A verdade é que, a cada discussão desse tipo, Gilberto Carvalho cresce. E Lula não quer mesmo perdê-lo a ponto de evitar que algo o entedie. Desconfiado de que ele estaria enfastiado da burocrática rotina palaciana, o presidente promoveu uma reestruturação completa no gabinete com base em experiências de outros países. E na nova estrutura de poder mostrou quanto confia em seu chefe de gabinete. Carvalho, que antes administrava praticamente sozinho a agenda do presidente, hoje chefia uma equipe de mais de 50 pessoas. O fortalecimento dessa estrutura permite que ele seja na prática um verdadeiro substituto do presidente. Lula viaja muito, Carvalho não. Assim, na ausência do presidente, ele tem autonomia para resolver assuntos do dia-a-dia e despacha com ministros e políticos da base aliada.
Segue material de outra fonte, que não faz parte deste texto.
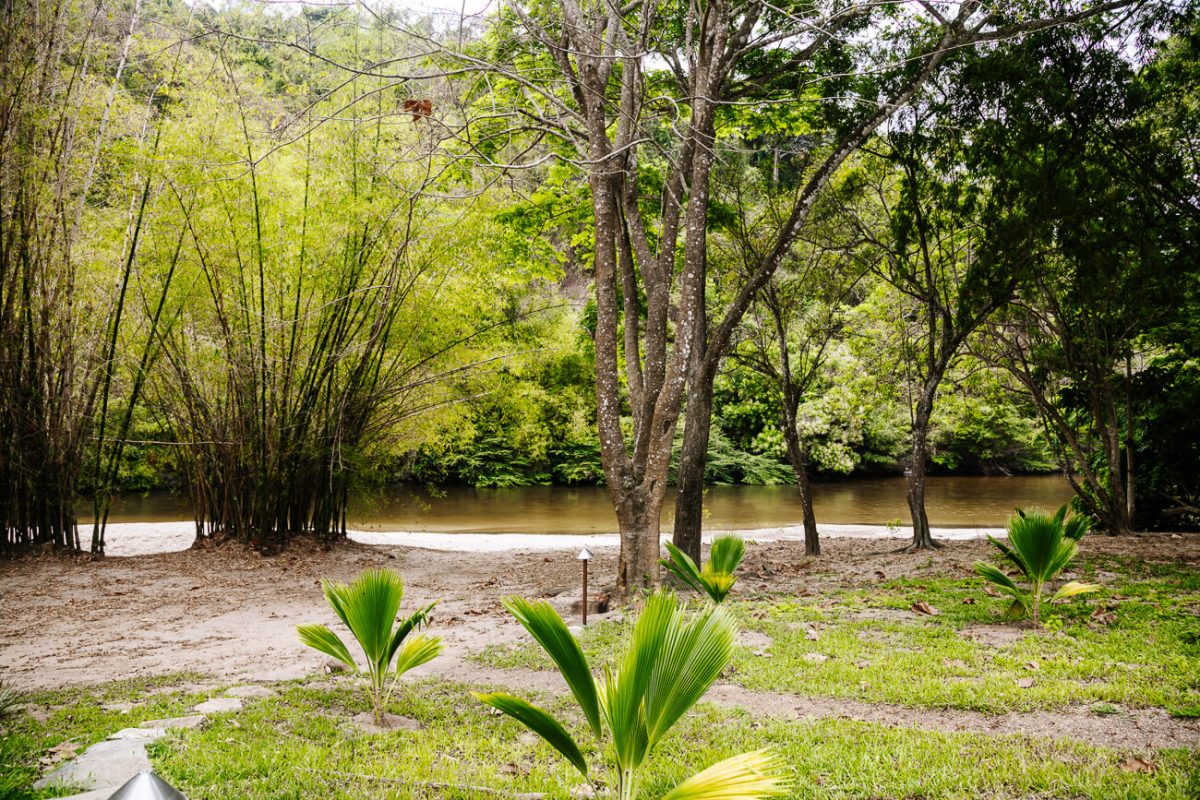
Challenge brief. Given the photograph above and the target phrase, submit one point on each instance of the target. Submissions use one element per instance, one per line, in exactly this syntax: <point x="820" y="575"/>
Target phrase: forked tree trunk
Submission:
<point x="922" y="537"/>
<point x="693" y="462"/>
<point x="637" y="516"/>
<point x="798" y="458"/>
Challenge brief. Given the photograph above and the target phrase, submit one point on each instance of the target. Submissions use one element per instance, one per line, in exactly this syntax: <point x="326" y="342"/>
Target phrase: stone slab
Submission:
<point x="219" y="705"/>
<point x="193" y="721"/>
<point x="106" y="764"/>
<point x="138" y="734"/>
<point x="95" y="794"/>
<point x="250" y="691"/>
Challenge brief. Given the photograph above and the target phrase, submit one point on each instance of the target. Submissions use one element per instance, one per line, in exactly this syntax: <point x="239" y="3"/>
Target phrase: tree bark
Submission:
<point x="922" y="537"/>
<point x="694" y="458"/>
<point x="798" y="457"/>
<point x="637" y="516"/>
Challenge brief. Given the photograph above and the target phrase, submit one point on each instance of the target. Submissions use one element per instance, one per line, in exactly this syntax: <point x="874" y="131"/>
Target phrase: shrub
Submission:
<point x="370" y="606"/>
<point x="669" y="663"/>
<point x="1039" y="546"/>
<point x="717" y="578"/>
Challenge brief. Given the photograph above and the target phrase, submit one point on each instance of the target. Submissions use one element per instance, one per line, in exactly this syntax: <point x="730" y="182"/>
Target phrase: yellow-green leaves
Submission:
<point x="717" y="578"/>
<point x="743" y="777"/>
<point x="369" y="606"/>
<point x="669" y="662"/>
<point x="1039" y="546"/>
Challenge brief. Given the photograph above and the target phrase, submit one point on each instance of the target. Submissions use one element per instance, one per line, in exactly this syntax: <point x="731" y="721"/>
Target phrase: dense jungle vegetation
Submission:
<point x="263" y="254"/>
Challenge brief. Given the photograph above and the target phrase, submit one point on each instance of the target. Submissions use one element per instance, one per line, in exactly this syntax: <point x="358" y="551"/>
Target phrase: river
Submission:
<point x="952" y="503"/>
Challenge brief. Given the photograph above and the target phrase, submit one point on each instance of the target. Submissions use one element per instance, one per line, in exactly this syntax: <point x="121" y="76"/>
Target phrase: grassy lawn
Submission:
<point x="868" y="644"/>
<point x="301" y="744"/>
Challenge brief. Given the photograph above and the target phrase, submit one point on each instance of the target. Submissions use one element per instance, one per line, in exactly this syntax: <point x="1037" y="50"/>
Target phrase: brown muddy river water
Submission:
<point x="952" y="503"/>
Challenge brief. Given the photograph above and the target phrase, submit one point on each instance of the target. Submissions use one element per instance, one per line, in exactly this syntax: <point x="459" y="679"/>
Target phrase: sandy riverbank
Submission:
<point x="150" y="537"/>
<point x="229" y="612"/>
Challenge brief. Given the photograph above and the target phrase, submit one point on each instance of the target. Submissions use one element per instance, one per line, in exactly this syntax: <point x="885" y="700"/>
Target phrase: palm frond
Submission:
<point x="540" y="722"/>
<point x="683" y="567"/>
<point x="726" y="554"/>
<point x="693" y="657"/>
<point x="550" y="631"/>
<point x="419" y="619"/>
<point x="321" y="638"/>
<point x="1075" y="588"/>
<point x="415" y="651"/>
<point x="748" y="776"/>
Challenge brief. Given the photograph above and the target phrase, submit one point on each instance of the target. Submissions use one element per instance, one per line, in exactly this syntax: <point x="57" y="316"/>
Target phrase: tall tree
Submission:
<point x="1080" y="172"/>
<point x="646" y="137"/>
<point x="935" y="257"/>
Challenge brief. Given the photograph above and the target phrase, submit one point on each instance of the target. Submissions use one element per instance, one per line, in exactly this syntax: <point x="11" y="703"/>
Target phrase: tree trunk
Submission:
<point x="637" y="516"/>
<point x="922" y="537"/>
<point x="693" y="462"/>
<point x="799" y="461"/>
<point x="1131" y="506"/>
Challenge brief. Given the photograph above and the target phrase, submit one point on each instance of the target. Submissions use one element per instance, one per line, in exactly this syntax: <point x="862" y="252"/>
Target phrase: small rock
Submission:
<point x="250" y="691"/>
<point x="138" y="734"/>
<point x="598" y="605"/>
<point x="219" y="705"/>
<point x="193" y="721"/>
<point x="1134" y="764"/>
<point x="922" y="607"/>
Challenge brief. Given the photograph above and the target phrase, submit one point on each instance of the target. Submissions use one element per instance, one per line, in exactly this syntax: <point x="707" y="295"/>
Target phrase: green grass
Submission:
<point x="301" y="744"/>
<point x="78" y="715"/>
<point x="870" y="647"/>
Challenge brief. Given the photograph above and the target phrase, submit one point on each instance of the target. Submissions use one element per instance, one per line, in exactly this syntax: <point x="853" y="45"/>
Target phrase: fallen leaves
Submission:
<point x="1135" y="764"/>
<point x="59" y="753"/>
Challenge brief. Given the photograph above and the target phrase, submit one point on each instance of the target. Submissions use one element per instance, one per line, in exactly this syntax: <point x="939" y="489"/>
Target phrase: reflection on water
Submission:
<point x="952" y="501"/>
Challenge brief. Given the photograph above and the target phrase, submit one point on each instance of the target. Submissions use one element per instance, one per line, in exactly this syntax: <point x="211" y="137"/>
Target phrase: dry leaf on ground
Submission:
<point x="1134" y="764"/>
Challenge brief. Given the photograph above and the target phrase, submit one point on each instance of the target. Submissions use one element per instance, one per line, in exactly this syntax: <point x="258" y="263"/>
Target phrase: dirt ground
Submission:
<point x="232" y="614"/>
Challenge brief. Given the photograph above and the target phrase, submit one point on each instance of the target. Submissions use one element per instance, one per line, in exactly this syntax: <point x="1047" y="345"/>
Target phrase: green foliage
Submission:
<point x="1039" y="546"/>
<point x="1167" y="394"/>
<point x="669" y="663"/>
<point x="717" y="578"/>
<point x="370" y="607"/>
<point x="10" y="698"/>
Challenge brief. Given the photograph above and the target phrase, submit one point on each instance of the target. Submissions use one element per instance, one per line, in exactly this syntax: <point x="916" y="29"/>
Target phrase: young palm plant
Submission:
<point x="669" y="663"/>
<point x="1039" y="546"/>
<point x="370" y="606"/>
<point x="717" y="578"/>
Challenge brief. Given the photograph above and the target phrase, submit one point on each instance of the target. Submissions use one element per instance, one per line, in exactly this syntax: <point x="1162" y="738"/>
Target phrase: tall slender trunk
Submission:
<point x="637" y="516"/>
<point x="1131" y="506"/>
<point x="694" y="459"/>
<point x="922" y="537"/>
<point x="798" y="458"/>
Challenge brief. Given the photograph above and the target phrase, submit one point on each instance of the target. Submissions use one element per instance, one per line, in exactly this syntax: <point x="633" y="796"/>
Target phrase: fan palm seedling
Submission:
<point x="370" y="606"/>
<point x="667" y="665"/>
<point x="717" y="578"/>
<point x="9" y="701"/>
<point x="1039" y="546"/>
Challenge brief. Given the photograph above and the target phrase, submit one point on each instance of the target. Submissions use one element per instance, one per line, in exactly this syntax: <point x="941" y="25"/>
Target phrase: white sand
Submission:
<point x="148" y="537"/>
Mesmo quando Lula está em terra, e não viajando, o chefe de gabinete recebe em rápidas audiências deputados, ministros, prefeitos, líderes sindicais e representantes comunitários. Ao telefone, conversa com governadores e autoridades internacionais. “Quando querem mandar algum recado ao presidente, é a mim que procuram”, disse Carvalho à ISTOÉ. No estilo das mais eficientes eminências pardas, sabe que o egocentrismo é inimigo do poder de influência e, assim, está sempre pronto a minimizar a sua importância: “Tenho bom senso, cuido para não avançar o sinal. Não sou ministro, não tenho poder estabelecido. Tenho poder delegado.”

Gilberto Carvalho, 57 anos, começa a trabalhar às 8h30. Às 8h45, pontualmente, entra no gabinete presidencial para participar do briefing que Franklin Martins dá a Lula com os principais assuntos do dia. Hora para encerrar o expediente, isso ele não tem. Também nunca reclama do ambiente de trabalho no Palácio do Planalto: “Na verdade, é um dos melhores que já tive na vida”. Incomoda-lhe, no entanto, o fato de ter que administrar, vez ou outra, a fogueira das vaidades no governo, mas isso não o tira do prumo por mais de cinco minutos: “Faz parte do jogo da política.”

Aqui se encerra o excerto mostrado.